She takes the job of becoming the governess of two small children at a gentlemen’s country house, whose previous governess had recently died. The gentleman, who is their uncle, however, includes a strange addition to her appointment – that she under no circumstances should ever contact him about anything to do with the children.
With this in mind, she makes her way to the Bly estate in Essex, but finds that both Flora and Miles are exceptionally charming and joyful children, despite the fact that Miles has been excluded from his school under undisclosed circumstances. As their uncle has forbidden her to contact him, and Miles himself is perfect in his attention to lessons and seems eager to please her, the governess decides that he couldn’t possibly have done anything requiring his expulsion and continues to indulge the children over the course of the summer.
Whilst out taking a walk one evening, the governess sees a man at the top of one of the towers, who gives her a terrible searching look before disappearing. She confides in the housekeeper Mrs Grose, but keeps this sighting from the children. Again, she seems the man, this time peering in through a window, seemingly searching for somebody. Mrs Grose claims that from the governesses’ description of him it sounds like the man was a previous employee called Peter Quint, who had had an affair with the previous governess. However, he was dead. Soon after this, the governess also sees another figure, that of Miss Jessle, the former governess. However, this time the current governess is with Flora, who ignores the figure on the far side of the lake.
This sets the governess on a path of suspicion as she closely monitors both of the children’s behaviour. Are they in contact with the ghosts, and what do the ghosts want? The tension increases as Miles and Flora become increasingly deceitful and secretive, and the governess is torn between leaving the house, or facing down the evil presences to save the souls of her young charges.

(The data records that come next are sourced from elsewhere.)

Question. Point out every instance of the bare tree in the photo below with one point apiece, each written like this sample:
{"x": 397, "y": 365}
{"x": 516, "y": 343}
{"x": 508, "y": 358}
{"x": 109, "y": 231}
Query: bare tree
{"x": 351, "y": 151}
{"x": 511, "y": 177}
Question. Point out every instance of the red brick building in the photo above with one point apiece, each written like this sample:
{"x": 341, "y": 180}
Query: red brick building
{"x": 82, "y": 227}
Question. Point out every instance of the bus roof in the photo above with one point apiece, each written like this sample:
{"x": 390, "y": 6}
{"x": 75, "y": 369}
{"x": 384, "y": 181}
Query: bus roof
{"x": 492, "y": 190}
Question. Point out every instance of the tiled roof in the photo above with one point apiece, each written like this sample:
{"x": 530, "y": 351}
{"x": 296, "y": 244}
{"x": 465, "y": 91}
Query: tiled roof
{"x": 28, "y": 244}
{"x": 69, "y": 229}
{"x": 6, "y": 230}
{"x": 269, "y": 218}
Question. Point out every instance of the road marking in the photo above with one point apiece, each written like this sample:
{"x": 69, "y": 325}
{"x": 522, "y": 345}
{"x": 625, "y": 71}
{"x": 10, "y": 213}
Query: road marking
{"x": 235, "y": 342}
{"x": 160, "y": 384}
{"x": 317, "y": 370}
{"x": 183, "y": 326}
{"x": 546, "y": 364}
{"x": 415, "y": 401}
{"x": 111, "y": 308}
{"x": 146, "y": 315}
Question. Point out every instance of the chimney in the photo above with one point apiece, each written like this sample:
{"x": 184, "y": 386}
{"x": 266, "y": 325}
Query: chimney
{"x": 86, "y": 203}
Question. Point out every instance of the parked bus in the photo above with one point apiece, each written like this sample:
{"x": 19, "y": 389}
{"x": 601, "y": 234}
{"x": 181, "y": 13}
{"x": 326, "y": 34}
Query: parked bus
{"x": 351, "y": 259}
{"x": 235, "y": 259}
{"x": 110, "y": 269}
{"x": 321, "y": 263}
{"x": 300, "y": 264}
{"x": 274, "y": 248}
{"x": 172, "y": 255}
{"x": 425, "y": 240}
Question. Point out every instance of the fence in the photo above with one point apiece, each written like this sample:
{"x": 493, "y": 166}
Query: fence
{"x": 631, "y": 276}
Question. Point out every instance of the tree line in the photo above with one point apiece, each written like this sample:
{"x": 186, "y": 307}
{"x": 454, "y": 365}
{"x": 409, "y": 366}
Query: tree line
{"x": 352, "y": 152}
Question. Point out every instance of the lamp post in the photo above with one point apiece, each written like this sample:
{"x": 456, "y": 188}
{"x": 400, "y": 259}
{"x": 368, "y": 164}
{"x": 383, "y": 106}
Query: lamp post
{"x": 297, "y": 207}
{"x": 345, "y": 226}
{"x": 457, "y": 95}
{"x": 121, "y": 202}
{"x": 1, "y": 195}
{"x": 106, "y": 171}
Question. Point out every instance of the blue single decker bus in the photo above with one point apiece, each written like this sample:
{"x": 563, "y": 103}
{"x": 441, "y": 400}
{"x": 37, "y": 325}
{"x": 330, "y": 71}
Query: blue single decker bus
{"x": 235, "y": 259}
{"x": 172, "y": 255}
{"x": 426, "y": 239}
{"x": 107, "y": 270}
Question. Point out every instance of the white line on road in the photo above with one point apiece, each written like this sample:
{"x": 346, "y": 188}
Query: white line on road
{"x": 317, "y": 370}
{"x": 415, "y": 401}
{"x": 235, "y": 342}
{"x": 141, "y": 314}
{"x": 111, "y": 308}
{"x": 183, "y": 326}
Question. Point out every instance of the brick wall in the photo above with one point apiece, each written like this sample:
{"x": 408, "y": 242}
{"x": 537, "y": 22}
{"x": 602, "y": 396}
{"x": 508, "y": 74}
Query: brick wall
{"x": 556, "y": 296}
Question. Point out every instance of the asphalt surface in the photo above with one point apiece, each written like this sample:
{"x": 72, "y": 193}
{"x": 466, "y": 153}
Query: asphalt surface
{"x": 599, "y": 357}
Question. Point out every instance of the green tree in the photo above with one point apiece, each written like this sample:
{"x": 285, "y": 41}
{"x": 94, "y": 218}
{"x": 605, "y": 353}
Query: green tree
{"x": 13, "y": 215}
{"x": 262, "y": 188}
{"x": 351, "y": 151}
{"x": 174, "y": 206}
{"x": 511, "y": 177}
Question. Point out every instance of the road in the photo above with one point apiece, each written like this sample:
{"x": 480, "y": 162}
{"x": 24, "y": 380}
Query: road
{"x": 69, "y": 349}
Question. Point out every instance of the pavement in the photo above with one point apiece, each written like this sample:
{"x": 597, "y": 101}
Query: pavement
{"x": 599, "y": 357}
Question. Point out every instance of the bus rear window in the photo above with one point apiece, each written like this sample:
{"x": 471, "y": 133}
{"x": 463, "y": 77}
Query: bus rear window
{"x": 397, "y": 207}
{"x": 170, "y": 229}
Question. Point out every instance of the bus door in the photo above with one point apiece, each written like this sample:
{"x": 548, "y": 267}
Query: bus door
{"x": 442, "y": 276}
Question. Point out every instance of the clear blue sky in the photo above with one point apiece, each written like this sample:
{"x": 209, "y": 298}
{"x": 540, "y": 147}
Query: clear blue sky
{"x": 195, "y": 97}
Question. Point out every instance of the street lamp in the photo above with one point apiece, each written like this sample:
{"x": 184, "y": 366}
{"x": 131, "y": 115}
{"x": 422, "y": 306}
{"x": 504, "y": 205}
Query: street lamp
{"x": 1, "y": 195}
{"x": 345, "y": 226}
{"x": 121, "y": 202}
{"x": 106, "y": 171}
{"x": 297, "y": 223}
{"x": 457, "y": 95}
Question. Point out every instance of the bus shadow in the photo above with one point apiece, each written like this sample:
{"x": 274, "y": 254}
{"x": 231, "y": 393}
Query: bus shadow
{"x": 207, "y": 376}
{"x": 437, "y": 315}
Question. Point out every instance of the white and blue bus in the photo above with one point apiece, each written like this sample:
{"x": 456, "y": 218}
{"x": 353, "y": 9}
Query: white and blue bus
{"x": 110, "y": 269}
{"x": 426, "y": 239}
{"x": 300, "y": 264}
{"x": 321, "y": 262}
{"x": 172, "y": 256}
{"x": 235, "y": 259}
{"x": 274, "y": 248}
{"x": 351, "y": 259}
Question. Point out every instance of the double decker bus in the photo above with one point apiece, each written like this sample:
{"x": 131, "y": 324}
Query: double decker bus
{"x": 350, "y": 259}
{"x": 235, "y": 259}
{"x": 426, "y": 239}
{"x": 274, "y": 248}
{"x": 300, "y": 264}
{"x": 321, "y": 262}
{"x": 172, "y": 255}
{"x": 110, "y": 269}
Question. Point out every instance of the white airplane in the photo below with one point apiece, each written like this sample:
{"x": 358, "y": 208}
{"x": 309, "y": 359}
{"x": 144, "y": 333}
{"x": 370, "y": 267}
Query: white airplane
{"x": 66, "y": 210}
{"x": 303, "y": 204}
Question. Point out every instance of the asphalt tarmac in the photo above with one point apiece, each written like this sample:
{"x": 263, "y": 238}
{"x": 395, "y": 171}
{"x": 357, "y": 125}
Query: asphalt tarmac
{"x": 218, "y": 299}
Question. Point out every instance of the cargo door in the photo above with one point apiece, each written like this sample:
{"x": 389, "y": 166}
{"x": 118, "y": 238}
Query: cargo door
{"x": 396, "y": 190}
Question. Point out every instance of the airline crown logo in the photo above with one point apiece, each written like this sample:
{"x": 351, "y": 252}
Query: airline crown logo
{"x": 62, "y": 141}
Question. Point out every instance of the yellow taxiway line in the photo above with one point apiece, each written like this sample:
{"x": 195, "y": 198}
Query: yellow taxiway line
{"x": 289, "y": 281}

At first glance The Turn of the Screw can seem like a straightforward ghost story, with strange faces peering in through windows, shadowy figures sat at the bottom of the stairs, and a slightly hysterical governess clutching her pupils to her bosom to protect them from the world. However, there’s a great deal more which makes it quite unusual.
The children, Miles in particular, are very strange, as is the governess’ obsession with them. Flora and Miles sound like they couldn’t put a step wrong, almost too good, they don’t sound like real children. Miles is around ten, but comes across as though having the charm and manipulativeness of a grown adult. The governess is around 20, so young and inexperienced, and is undertaking this job in a rural, enclosed setting, but she develops an extremely strong attachment to both children from the start. This becomes part of the tension later in the book as she tries to discover what’s happening but can’t get a straight answer out of Miles, however this strength of feeling for children that aren’t hers, over a short period of time, is peculiar.

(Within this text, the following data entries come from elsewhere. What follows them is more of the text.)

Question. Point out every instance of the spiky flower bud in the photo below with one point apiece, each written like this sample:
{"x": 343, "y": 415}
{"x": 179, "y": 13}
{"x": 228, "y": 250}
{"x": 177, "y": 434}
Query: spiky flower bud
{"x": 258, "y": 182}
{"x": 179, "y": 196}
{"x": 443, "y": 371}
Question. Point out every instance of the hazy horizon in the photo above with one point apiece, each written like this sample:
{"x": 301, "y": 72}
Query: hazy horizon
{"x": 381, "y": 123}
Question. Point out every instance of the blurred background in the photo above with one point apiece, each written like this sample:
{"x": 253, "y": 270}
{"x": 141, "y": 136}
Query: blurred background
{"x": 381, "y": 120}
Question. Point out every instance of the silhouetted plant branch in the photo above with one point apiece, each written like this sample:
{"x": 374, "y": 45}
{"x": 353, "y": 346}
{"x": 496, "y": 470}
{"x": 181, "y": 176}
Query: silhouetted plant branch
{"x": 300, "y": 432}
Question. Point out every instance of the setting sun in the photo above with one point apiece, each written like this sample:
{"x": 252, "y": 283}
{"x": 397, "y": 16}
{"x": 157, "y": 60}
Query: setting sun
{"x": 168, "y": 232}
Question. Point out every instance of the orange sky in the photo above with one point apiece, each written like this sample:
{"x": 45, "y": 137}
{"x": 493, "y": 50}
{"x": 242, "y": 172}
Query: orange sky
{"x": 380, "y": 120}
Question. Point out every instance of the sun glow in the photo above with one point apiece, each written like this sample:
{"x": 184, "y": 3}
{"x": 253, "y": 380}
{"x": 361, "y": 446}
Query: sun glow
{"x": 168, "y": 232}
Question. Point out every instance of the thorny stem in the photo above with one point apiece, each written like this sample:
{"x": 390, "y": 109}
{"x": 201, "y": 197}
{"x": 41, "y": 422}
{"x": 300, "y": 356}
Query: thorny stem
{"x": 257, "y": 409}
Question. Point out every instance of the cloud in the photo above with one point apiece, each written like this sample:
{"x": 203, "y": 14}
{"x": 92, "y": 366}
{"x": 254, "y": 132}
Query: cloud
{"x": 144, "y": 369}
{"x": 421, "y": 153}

Edmund Wilson, in a critical analysis of The Turn of the Screw from 1934, says that the ghosts are merely figments of the governess’ imagination – indeed nobody else in the book ever claims to see one. This in turn affects whether the narrator, the governess, is reliable at all in her recollection of events. It is mentioned at the beginning that she seemed to have fallen in love with the uncle in London, despite only ever meeting him twice, and Wilson, using Freudian psychoanalysis, claimed that her passion for the uncle caused her to hallucinate. Others dispute this theory, and claim that Henry James meant for his work to remain ambiguous, so you can either believe that these ghosts are real or not.
Another unexplained element is what these ghosts are after. There seems to be some kind of sexual undercurrent behind it, with Quint originally becoming involved with Miss Jessel, but also being ‘too free’ with everybody, according to the housekeeper, including Miles. Were they child molesters? Nothing is ever really explained as to the relationship between Quint, Jessel and the children, but the ghosts seem to want to corrupt the children in some way, who defy the governess in order to see them.
The phrase used in the title, ‘the turn of the screw’, is used at the beginning during the ghost story telling to allude that a ghost story is even more horrible when a child is involved, and this I think works to a certain extent, but more because they’re really quite sinister. Overall, it’s a dark, claustrophobic, and ultimately quite simple ghost story in an old house where characters many believe one thing, but whether you do is another.